Thailand’s latest Constitution, approved by a military-supervised referendum on August 9, vests sweeping special powers under a mechanism giving the armed forces the authority to appoint all 250 members of the Senate. It is the 20th Constitution since 1932 in a country that has witnessed 13 successful military coups and 11 other attempts that went bust. About 61 per cent of the votes cast endorsed the new Constitution that also gives the Senate veto power over the elected popular house. India’s record-bulky six and a half decades old Constitution has been amended several scores of times. The US Constitution, the world’s shortest, has been amended less than three dozen times in 230 years.
In some countries, the Constitution is only a showpiece guaranteeing the powers and privileges of the ruling class that can be interpreted in any way. When this happens, it attracts criticism or resentment in different forms and degrees from opinion leaders and other sections of society.
Power should not be concentrated in a few hands. This has been accepted almost universally, except that some don’t honour it when they get an opportunity to derail this principle. Most developing countries have been struggling to practise democracy both in letter and spirit. Some political leaders are known to bend the interpretation of a democratic Constitution and quite a few take to loud rhetoric vowing to be democratic and effective in improving the living standards of their people.
The value of a Constitution is in its implementation. Regular change of guards at the helm of power alone will not suffice for effective results. In Nepal’s case, political leaders themselves rightly admit that there are many big challenges ahead in connection with the task of putting into practice the Constitution.
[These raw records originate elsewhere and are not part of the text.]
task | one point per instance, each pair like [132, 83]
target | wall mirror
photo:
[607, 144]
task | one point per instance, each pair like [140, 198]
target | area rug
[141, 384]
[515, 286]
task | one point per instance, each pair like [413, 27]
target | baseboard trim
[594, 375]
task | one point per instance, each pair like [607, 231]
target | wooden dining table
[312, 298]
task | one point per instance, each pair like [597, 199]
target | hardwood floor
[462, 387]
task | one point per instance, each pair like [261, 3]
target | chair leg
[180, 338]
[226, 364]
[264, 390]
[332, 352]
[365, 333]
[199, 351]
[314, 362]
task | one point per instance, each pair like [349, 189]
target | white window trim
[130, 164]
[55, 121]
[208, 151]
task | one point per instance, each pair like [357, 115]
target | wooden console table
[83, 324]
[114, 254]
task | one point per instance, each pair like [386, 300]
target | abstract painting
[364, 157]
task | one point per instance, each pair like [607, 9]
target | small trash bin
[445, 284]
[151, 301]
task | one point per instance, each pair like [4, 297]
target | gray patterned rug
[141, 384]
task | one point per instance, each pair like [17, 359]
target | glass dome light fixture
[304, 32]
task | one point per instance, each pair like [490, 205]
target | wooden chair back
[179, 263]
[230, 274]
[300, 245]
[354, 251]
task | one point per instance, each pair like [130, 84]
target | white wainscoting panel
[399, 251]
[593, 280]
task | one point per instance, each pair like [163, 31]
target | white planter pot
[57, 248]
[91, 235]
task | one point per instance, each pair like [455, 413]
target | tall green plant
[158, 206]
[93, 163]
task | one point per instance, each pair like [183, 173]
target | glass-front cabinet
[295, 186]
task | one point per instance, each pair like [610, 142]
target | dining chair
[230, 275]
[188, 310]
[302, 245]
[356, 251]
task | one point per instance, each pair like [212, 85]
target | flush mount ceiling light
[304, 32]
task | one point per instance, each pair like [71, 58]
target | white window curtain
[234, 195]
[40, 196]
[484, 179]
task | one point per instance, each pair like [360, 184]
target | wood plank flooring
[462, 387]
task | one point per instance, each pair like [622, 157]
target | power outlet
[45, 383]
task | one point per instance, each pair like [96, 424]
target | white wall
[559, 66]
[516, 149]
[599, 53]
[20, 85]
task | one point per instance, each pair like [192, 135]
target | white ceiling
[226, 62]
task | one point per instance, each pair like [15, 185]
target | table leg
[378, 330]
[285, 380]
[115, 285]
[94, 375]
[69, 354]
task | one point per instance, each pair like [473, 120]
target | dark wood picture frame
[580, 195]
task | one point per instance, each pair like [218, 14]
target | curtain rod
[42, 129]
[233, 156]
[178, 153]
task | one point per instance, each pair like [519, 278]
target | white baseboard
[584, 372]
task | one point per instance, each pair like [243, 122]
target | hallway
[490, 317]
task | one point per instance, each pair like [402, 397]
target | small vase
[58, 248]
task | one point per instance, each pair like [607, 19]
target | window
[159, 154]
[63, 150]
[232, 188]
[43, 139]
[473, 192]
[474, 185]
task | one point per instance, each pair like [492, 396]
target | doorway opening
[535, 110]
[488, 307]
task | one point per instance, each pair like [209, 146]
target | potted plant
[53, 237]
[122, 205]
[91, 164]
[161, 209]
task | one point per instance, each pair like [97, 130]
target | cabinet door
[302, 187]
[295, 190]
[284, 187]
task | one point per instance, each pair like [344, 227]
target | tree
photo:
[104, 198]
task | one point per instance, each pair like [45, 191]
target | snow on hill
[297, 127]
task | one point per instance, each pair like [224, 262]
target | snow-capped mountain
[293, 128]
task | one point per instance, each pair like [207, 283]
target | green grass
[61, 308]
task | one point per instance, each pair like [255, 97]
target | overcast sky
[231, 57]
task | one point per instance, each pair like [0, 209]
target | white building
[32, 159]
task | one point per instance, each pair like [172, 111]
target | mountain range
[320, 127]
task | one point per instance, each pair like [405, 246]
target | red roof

Indeed, it is so. A greater challenge is to take a serious stock of the experiences the people have had in recent years, and summon all sincerity and energy to address the prevailing situation effectively and speedily.
The root causes of the existing state of affairs need to be looked into in all aspects for ensuring the necessary remedies in a spirit of the country’s pressing needs and willingness to make the necessary changes and accommodate genuine ideas for a better Nepal. Let us all work for the doable and deliverable.